To Finlay, the insect theory would also explain why yellow fever epidemics were so sporadic, striking different cities during different years, in spite of quarantines. Finlay was particularly interested in a common striped mosquito, known later as Aedes aegypti, which proliferated in areas where yellow fever was present. That particular mosquito had a few peculiar habits that would make it an ideal vector of disease. As soon as it had digested a blood meal, Aedes aegypti went in search of another, which would enable it to carry and spread disease easily. The mosquito is also benumbed when the temperature drops below sixty degrees, which correlated with Finlay’s atmospheric studies on areas where epidemics are common and at what times of year they begin and end in places like New Orleans and Memphis. For the first time, it seemed there was a connection between the pest and the pestilence.

It was with a bitter sense of irony that Memphians would one day learn the yellow fever epidemics that nearly destroyed their city, a city named for Memphis, Egypt, would be spread by Aedes aeygpti: the Egyptian mosquito.

In 1881, Finlay began studies on Aedes aegypti and blood inoculations. His experiments were partially successful, producing a few mild cases. He presented his theory on August 14, 1881, to the Royal Academy under the title The Mosquito Hypothetically Considered as the Agent of Transmission of Yellow Fever. To Finlay, the theory made perfect sense, in spite of some inconclusive experiments. But to a medical age wholly dedicated to the germ theory and the idea of contagion, his ideas seemed bizarre. His experiments had also been riddled with problems, leaving more questions than answers.

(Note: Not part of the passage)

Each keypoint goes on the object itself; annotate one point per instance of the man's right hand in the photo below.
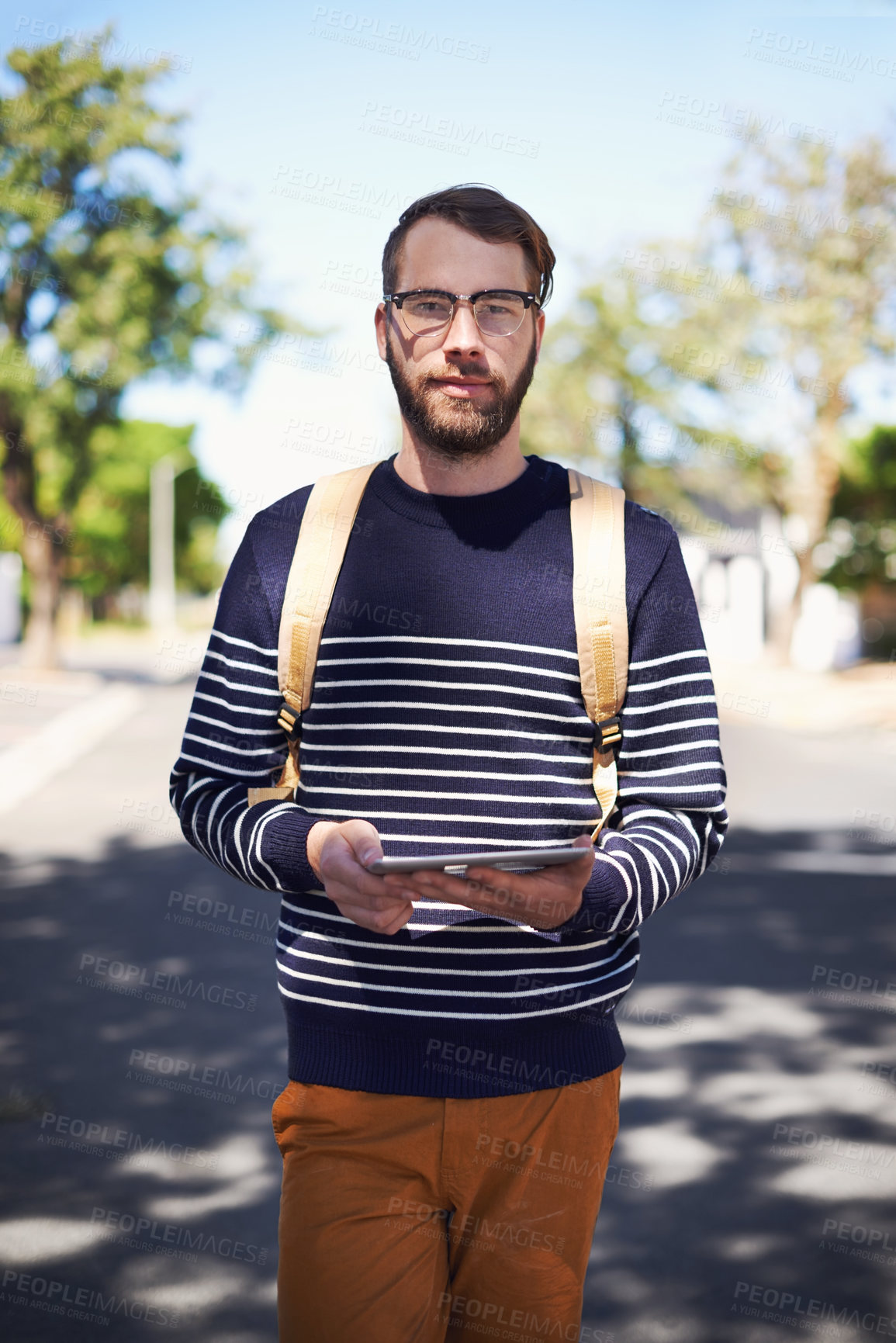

Finlay stood at the lectern and stuttered his way through his presentation, trying to explain his strange theory through fits and starts in his voice. When he finished reading his paper, he looked up and awaited questions from the audience. Instead, he was met with complete silence. The combination of his speech impediment and outlandish theories about mosquitoes left him ridiculed and rejected by the medical community. He was dubbed “Mosquito Man” by the U.S. press and became known as a “crank” and a “crazy old man” in Havana.

Finlay continued to conduct experiments, including several on Jesuit priests at their monastery outside of Havana. The farm, located high on a plateau in a suburb of Havana, had been leased to the priests for summer residence. In spite of rampant yellow fever epidemics throughout Havana and elsewhere in Cuba, the property, known as Finca San Jose, had never had an epidemic. In coming years, those 150 acres would be a critical setting in the conquest of yellow fever. And for the next two decades, Finlay retreated into his own quiet obsession with mosquitoes.